Deep Fake Detection

In the realm of digital content, the rise of deep fakes has presented a unique set of challenges. I joined the Kaggle Deep Fake Detection Challenge (DFDC) and challenged myself to submit a working solution in two days maximum. I wrote my approach below. Code is here.

The Challenge at a Glance

The dataset size is a challenge by itself, being a 500GB of video content dataset.

Approach and Methodology

  1. Frame Extraction: Capture a few frames from each video to immediately reduce the dataset size by 90%, and obtain something small to iterate with.
  2. Face Recognition: Use image segmentation techniques to isolate and extract faces from the frames.
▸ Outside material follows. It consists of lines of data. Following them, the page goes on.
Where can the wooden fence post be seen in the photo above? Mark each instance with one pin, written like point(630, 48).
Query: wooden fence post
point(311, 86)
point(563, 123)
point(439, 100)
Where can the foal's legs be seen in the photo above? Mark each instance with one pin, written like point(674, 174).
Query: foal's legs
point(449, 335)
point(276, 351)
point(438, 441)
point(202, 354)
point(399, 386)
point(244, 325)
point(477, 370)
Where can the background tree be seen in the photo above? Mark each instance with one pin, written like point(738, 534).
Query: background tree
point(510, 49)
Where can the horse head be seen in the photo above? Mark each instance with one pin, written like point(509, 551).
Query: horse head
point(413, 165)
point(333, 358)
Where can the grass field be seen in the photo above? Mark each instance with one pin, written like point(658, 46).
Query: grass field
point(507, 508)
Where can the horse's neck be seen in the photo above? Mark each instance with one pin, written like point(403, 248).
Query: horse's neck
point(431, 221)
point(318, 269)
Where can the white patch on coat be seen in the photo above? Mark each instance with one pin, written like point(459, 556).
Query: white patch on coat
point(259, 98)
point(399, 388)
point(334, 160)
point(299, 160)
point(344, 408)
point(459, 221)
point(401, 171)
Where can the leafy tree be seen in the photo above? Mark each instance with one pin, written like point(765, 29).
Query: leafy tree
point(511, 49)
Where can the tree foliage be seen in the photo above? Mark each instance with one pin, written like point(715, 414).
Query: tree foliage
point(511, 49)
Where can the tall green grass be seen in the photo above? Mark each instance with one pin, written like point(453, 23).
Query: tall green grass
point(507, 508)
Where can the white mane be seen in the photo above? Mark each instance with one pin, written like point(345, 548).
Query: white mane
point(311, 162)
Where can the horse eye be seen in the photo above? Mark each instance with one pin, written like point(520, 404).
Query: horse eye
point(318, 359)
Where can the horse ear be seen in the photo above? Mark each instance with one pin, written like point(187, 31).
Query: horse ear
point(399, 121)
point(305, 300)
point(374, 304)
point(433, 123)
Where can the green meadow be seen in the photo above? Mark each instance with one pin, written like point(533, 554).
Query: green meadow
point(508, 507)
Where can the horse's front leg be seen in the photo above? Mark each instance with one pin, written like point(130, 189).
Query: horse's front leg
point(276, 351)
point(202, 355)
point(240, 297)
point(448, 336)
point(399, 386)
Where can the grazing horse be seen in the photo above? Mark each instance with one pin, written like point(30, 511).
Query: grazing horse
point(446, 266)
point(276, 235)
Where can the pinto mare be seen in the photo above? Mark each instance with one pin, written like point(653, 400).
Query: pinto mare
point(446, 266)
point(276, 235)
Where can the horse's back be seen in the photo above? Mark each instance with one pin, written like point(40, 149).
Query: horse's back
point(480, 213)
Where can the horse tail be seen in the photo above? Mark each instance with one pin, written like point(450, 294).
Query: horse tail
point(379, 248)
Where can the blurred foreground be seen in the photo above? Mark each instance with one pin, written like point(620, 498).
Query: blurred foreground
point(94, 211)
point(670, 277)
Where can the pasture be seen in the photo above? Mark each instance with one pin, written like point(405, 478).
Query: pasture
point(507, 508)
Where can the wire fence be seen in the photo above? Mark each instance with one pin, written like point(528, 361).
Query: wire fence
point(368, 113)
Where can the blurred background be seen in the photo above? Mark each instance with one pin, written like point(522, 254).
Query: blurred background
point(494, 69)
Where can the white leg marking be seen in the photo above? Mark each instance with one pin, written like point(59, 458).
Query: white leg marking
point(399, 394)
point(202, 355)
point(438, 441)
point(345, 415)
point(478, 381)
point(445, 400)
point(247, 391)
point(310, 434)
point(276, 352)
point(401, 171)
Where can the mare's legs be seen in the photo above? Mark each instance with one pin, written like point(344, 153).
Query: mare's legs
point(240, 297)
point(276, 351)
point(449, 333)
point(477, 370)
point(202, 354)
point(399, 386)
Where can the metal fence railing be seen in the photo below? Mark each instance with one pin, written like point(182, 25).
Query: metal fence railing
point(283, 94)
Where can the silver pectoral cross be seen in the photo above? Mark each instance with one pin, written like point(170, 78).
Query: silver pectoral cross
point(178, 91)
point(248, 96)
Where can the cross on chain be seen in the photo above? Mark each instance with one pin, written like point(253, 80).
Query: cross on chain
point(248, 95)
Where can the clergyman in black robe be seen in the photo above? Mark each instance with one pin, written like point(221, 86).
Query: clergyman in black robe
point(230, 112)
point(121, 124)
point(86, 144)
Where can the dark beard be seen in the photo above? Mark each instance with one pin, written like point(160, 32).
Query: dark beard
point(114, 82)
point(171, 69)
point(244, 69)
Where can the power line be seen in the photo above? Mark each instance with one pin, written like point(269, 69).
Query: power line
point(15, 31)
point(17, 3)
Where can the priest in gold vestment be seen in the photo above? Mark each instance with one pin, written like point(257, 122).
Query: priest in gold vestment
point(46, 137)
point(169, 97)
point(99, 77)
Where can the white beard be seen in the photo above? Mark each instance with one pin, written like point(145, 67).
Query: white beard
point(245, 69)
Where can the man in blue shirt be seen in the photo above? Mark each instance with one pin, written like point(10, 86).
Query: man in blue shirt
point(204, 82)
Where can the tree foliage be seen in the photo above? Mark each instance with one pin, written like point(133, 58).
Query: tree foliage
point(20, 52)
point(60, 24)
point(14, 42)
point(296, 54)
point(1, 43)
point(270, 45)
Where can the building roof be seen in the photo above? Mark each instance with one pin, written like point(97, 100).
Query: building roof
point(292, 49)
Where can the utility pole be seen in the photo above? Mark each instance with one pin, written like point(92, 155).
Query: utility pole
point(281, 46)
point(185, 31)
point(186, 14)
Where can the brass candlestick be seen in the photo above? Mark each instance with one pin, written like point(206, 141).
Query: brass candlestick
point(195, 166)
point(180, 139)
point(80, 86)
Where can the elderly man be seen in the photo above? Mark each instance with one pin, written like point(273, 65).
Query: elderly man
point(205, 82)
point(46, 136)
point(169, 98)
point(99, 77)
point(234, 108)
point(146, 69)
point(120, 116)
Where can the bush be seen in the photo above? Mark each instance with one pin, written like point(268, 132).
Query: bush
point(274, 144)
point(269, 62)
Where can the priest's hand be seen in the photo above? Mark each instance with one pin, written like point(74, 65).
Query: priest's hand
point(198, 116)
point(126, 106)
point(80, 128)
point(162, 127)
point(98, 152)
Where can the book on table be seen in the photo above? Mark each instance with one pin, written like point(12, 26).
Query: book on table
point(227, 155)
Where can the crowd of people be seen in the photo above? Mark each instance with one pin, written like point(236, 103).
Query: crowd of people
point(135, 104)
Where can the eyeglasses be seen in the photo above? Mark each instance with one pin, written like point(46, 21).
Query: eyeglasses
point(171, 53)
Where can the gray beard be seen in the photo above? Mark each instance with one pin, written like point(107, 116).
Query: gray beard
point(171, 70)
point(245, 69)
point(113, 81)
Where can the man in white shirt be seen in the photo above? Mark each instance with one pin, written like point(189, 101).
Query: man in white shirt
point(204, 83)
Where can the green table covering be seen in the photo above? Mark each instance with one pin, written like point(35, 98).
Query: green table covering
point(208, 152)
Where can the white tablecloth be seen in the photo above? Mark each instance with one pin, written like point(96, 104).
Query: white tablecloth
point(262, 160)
This step is crucial as GAN-generated videos often exhibit glitches or imperfections in facial features.
  3. Model Training: I trained a Convolutional Neural Network (CNN) to predict whether the extracted faces were fakes or real. I chose ResNext50 at the time, as it was known for its efficacy in handling image-based datasets.
  4. Inference Pipeline: The pipeline involved converting videos to frames, detecting faces within those frames, and making predictions on each of these face. The final step averages these predictions to produce an overall output for each video.

Results and Findings

I was happy with the results for a 2 day project, achieving an accuracy rate of 75%.

Conclusion

This was a quick POC hacked around in a day or two. To further improve it, I recommend reading through the competition’s discussions and gather the best techniques.